We always knew this was BS.

When it comes to building these items, Microsoft has already spent the money to buy the land (vs being gifted it), appears to mostly be putting in their own funds and investments as part of this, and can tell you what they’re going to do. In fact, Microsoft has its own page here you can track the progress of the project in Mount Pleasant, and the steps that have been taken so far.

That’s a lot more than the empty promises and PR BS that Foxconn would occasionally spit out over the last 7 years, with little actual Foxconn activity that followed the announcements.

But the memory of empty Foxconn “innovation centers” throughout the state and the reality of modern automation got the attention of the Wisconsin Examiner’s Ruth Conniff, who gave a healthy dose of skepticism on what we'd eventually end up with.

In its press release touting the project, Microsoft does not mention a specific number of permanent jobs.....

Standing at the edge of the security perimeter two blocks outside the event, Martin Hying, a Racine resident who said he’s been an I.T. professional since the 1980s, held a sign that said “A datacenter does not create 2,000 local long-term jobs. It might create 20. I know. I run three.”

“You don’t need 2,000 people to maintain a facility like this,” Hying said.

Plus, he added, the higher skilled jobs involved in maintaining the data center’s servers can be done remotely. “They can be anywhere. They can be in Colorado, or they could be in Cambodia or Calcutta, anywhere in the globe.”
I have similar skepticism about 2,000 permanent jobs, given that the tech industry seems hell-bent on stretching as much profit out of as few people as possible these days.

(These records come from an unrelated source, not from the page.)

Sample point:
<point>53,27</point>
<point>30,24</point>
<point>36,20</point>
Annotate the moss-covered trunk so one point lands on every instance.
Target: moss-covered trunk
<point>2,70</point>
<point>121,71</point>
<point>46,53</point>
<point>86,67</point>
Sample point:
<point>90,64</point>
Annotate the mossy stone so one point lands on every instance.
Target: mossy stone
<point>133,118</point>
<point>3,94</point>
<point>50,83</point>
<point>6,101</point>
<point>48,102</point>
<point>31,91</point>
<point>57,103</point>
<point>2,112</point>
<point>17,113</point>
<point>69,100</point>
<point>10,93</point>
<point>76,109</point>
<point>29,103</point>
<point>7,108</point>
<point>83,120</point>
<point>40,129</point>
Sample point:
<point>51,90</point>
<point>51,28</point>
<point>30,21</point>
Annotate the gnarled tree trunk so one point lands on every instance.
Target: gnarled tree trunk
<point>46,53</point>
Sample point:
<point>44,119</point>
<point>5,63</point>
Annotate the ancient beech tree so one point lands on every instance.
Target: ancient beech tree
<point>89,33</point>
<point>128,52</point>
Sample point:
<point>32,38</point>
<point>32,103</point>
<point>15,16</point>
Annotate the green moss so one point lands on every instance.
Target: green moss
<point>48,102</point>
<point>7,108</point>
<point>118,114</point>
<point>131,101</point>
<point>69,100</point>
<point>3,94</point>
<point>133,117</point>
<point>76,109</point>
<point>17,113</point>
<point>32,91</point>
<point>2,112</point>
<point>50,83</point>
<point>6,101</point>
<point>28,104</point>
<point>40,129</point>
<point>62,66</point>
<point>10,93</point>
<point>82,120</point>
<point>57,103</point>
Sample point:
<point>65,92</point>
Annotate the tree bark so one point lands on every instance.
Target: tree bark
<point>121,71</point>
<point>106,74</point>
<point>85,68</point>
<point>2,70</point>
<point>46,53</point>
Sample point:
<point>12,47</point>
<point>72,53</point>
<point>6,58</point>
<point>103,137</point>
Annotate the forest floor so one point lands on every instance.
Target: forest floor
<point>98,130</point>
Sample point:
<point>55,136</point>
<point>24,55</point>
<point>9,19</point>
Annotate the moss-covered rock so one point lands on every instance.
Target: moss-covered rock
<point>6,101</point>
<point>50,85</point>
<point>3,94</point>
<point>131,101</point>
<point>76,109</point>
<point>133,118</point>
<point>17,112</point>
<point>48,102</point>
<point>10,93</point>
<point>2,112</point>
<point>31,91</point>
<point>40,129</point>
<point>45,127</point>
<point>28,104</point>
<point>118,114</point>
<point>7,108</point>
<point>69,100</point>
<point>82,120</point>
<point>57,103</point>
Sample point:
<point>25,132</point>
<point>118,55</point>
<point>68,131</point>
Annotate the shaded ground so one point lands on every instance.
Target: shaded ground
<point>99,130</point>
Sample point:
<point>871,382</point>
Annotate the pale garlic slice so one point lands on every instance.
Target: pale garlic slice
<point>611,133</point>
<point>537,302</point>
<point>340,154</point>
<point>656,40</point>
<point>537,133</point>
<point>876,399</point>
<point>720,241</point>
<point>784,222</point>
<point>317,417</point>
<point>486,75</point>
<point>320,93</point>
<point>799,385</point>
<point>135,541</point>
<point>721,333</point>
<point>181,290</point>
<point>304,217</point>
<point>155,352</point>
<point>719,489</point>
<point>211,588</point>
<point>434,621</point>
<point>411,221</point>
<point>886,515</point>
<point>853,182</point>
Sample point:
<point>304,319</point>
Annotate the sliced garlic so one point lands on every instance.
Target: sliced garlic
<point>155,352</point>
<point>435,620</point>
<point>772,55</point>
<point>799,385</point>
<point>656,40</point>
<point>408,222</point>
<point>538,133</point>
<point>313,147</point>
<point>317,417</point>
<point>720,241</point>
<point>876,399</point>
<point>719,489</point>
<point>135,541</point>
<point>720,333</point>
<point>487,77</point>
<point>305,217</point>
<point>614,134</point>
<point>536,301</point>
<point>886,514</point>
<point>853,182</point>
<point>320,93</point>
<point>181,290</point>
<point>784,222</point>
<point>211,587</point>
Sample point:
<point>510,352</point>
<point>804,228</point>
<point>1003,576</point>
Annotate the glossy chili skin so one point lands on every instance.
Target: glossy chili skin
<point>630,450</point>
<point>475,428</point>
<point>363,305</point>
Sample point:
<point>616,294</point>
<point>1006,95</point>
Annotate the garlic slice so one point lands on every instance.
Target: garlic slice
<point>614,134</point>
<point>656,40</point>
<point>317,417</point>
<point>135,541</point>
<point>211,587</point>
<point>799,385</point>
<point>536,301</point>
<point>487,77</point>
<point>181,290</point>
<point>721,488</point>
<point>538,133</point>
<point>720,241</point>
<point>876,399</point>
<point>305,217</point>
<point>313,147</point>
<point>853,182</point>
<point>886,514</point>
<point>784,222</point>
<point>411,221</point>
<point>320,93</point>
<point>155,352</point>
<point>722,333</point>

But in the short term, this looks to at least be a real development that'll result in jobs and activity in what has been flattened, empty land for the last 7 years. And it lessens the chances of the Village of Mount Pleasant from going belly-up due to the heavy debts it ran up when it gambled on Foxconn and gave everything away before anything actually happened.

While I'd rather there be no need for subsidies and tax breaks for any job creation, I will say that Microsoft in 2024 seems to be a whole lot of a better deal than the Fox-con of 2017.